Keywords

1 Introduction

Recent years have seen an increased interest in the role of individual differences in cognitive functioning in speech and language processing and their interaction with different types of listening tasks and conditions. The psychological construct that has received the most attention in the emerging field of cognitive hearing science is working memory (WM), possibly because it has been shown to be involved in a wide range of complex cognitive behaviours (e.g. reading comprehension, reasoning, complex learning). WM can be conceptualised as the cognitive system that is responsible for active maintenance of information in the face of ongoing processing and/or distraction. Its capacity (WMC) is generally assessed by so-called complex span tasks, requiring the temporary storage and simultaneous processing of information. For example, in one of the most widely used WM tasks, the Reading-Span test (Baddeley et al. 1985), visually presented sentences have to be read and their semantic correctness judged (processing component), while trying to remember parts of their content for recall after a variable number of sentences (storage component).

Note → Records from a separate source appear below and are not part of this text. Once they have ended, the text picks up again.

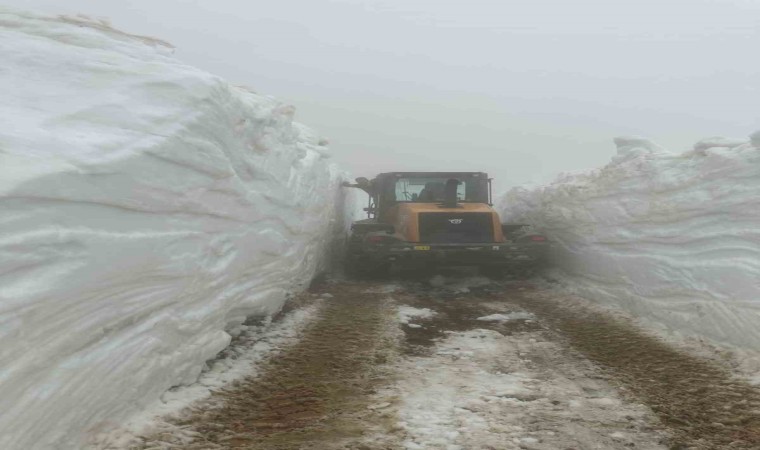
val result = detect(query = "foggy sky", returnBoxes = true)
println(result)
[3,0,760,190]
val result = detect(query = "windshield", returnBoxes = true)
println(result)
[396,177,477,203]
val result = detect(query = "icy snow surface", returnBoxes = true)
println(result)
[0,8,343,449]
[502,132,760,370]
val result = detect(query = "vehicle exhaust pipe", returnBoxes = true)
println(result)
[443,178,460,208]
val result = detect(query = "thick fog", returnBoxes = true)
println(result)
[4,0,760,190]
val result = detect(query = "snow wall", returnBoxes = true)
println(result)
[502,132,760,370]
[0,8,344,450]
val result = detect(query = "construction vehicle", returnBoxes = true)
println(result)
[343,172,548,276]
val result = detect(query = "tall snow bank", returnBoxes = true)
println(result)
[0,8,343,449]
[502,132,760,362]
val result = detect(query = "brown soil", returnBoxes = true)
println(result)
[502,284,760,450]
[134,283,398,450]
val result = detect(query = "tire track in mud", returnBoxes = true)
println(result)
[504,283,760,450]
[136,283,399,450]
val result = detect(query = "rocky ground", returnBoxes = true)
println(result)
[113,276,760,450]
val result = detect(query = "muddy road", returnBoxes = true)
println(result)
[124,277,760,450]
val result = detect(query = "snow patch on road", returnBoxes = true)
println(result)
[93,300,321,449]
[396,329,664,450]
[0,7,344,449]
[502,132,760,372]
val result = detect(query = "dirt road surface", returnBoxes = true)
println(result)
[120,277,760,450]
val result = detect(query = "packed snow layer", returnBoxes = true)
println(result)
[502,132,760,362]
[0,8,344,449]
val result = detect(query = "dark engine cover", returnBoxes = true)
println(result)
[419,212,494,244]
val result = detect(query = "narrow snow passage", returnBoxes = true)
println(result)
[98,278,760,450]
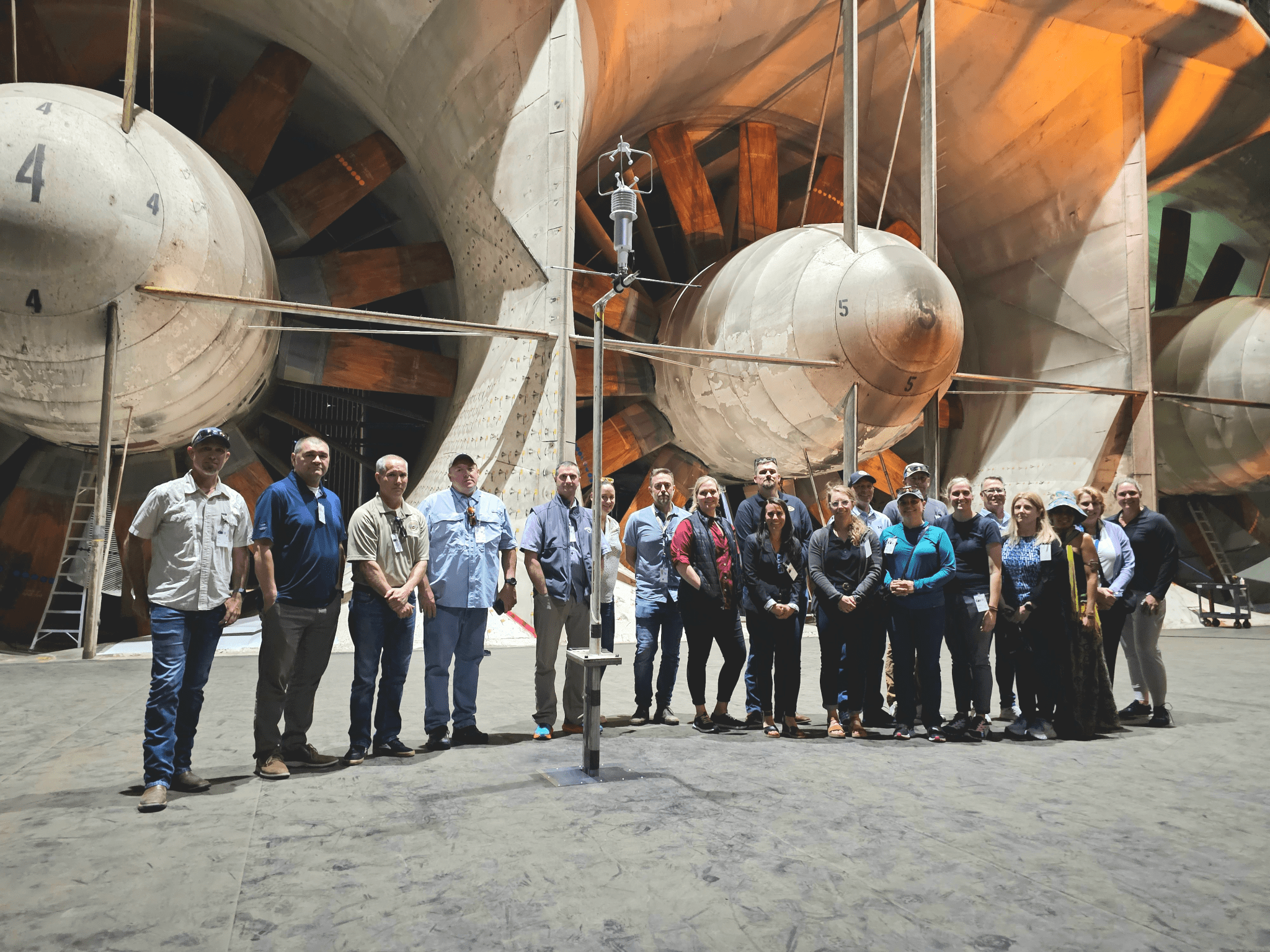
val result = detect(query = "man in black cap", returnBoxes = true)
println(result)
[123,426,252,813]
[733,456,815,730]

A growing body of evidence from studies using mainly older hearing-impaired (HI) listeners indeed confirms that higher WMC is related to better unaided and aided speech-in-noise (SiN) identification, with correlation coefficients frequently exceeding 0.50 (Lunner 2003; Foo et al. 2007; Lunner and Sundewall-Thorén 2007; Arehart et al. 2013). In addition, high-WMC listeners were less affected by signal distortion introduced by hearing-aid processing (e.g. frequency or dynamic-range compression).

Consistent with these results, models of speech/language processing have started incorporating active cognitive processes (Rönnberg et al. 2013; Heald and Nusbaum 2014). For example, according to the Ease of Language Understanding model (Rönnberg et al. 2013), any mismatch between the perceptual speech input and the phonological representations stored in long-term memory disrupts automatic lexical retrieval, resulting in the use of explicit, effortful processing mechanisms based on WM. Both internal distortions (i.e., related to the integrity of the auditory, linguistic, and cognitive systems) and external distortions (e.g. background noise) are purportedly susceptible to contribute to the mismatch. Consequently, it is assumed that WMC also plays a role when individuals with normal hearing (NH) have to process spoken language in acoustically adverse conditions.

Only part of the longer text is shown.